Comecei a cantar brincando lá em casa e aos poucos foi ficando sério",
conta.
A
coisa ficou tão séria que, aos 14 anos, Zé gravou o seu primeiro álbum,
"Você e Eu", lançado somente em 2014. "Eu não tinha experiência
nenhuma em cantar, estava cru, cantava o que cantava em casa". Para o
segundo trabalho, ele sabe que melhorou. "As pessoas vão estranhar porque
minha voz está mais grossa. Mas eu entrei no estúdio já sabendo o que tinha que
fazer e, com certeza, nesse CD teve um crescimento meu muito grande como cantor
e artista. Estou muito feliz com o resultado".
A
prática e a passagem do tempo foram tudo o que Zé Felipe precisou para
aperfeiçoar a voz. "Nunca fiz aula de canto, acredita? Acho que a melhor
aula que tem é a estrada. Cantar, você aprende cantando. Agora estou fazendo
uma média de 12 shows por mês e isso me dá bagagem", observa.
Mas
o cantor também é antenado em todo tipo de música, o que ajuda a construir e
diversificar seu repertório. "Gosto muito de música latina. J. Balvin,
Nicky Jam, Enrique Iglesias, Prince Royce, Romeo Santos, Maluma. Acho bem legal
e são estilos que cabem dentro do nosso sertanejo".
Como
herdeiro de um dos maiores sertanejos do país, Zé Felipe enxerga no estilo
espaço suficiente para todos os ritmos. "Nosso sertanejo é muito aberto,
tem funk, eletrônico, pop. É gostoso ver que o segmento que Tonico e Tinoco
começou lá atrás, meu pai veio e inovou; e agora, eu venho e inovo ainda mais,
o Luan [Santana] e o Lucas [Lucco] também. Apenas estamos prosseguindo o que
meu pai, Chitãozinho e Xororó, Zezé e Luciano, todos eles, deixaram e deixam
até hoje [na música]".
"Ele
é o meu maior orgulho"
E
como música está no sangue, Zé nem cogitou fazer outra coisa. "Estudei até
o segundo ano do Ensino Médio e não pretendo fazer faculdade. Acho que a gente
tem que ser seguro do que quer fazer, né, e eu vou cantar pelo resto da vida.

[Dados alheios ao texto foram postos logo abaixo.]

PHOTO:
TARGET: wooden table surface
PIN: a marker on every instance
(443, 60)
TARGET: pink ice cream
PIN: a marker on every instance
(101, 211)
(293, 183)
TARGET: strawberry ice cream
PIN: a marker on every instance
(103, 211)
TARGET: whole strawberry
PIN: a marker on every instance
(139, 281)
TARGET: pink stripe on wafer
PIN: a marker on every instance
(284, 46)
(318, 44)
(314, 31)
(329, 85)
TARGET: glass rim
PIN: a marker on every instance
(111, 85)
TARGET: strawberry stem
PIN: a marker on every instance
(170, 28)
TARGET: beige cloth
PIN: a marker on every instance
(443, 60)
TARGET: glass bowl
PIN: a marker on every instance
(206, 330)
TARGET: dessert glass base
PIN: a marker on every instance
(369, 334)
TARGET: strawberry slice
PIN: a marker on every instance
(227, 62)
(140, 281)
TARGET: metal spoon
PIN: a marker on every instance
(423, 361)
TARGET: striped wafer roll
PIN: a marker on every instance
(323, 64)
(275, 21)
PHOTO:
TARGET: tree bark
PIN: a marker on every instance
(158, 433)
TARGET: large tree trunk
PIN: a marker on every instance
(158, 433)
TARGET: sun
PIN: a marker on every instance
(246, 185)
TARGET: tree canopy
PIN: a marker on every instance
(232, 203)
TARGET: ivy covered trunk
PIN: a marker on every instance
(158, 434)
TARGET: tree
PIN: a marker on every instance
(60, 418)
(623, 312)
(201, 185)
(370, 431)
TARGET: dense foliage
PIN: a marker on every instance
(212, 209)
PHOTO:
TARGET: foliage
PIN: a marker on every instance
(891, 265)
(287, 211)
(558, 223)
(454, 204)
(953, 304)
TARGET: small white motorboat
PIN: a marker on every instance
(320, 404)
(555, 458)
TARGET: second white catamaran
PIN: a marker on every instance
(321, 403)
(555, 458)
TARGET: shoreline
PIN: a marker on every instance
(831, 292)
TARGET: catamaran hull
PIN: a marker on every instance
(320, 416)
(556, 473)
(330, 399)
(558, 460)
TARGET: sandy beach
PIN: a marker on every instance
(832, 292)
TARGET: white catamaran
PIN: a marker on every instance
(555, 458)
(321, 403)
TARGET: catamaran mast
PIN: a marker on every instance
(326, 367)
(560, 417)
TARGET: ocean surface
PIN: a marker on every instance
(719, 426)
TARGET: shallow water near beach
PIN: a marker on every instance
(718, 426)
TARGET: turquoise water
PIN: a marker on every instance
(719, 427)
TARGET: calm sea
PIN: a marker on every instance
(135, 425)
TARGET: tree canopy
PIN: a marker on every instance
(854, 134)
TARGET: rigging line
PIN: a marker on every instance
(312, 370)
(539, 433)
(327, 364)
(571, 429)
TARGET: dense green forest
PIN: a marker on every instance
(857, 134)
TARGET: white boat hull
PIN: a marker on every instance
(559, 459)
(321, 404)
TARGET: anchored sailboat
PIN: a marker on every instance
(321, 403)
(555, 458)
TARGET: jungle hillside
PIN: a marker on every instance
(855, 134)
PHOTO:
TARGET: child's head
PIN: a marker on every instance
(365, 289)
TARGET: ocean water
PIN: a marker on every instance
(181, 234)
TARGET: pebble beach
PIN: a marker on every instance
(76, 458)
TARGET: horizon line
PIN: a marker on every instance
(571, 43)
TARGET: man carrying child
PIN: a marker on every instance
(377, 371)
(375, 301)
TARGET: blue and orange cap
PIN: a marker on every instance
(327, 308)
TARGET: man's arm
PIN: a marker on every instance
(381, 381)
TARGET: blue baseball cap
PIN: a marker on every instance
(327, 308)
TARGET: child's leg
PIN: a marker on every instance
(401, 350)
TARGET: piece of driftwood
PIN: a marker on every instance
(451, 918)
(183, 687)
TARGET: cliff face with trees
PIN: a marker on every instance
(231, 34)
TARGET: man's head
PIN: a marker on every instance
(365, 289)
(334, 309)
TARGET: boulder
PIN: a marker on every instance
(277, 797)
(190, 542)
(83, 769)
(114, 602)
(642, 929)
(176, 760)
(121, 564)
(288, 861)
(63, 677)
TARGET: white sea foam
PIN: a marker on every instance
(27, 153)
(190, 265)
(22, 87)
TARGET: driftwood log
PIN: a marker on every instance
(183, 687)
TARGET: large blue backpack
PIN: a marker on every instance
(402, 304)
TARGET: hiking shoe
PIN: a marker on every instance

Não imagino um Zé Felipe engenheiro ou médico, só cantor mesmo",
descontrai.
Recentemente,
a família sertaneja aumentou, já que sua irmã Jéssica deu à luz Noah, com
quatro meses. "Agora faz um mês que não vejo eles, mas temos um grupo dos
irmãos no Whatsapp e conversamos bastante lá. Estou devendo uma visita para
eles". E ele é aquele tio que baba no sobrinho? "Sim, com certeza. O
Noah é um chamego. Um bebê na família é uma alegria".
O
pilar dessa grande família, sem dúvida, é Leonardo. Zé Felipe se derrete ao
falar dele, garantindo que o cantor, mesmo no auge da fama, foi presente em sua
infância. "A maior lição que aprendi com meu pai foi não desprezar
ninguém, tratar todo mundo como igual, com respeito e humildade. Não importa
quem seja. Ele é o meu maior orgulho".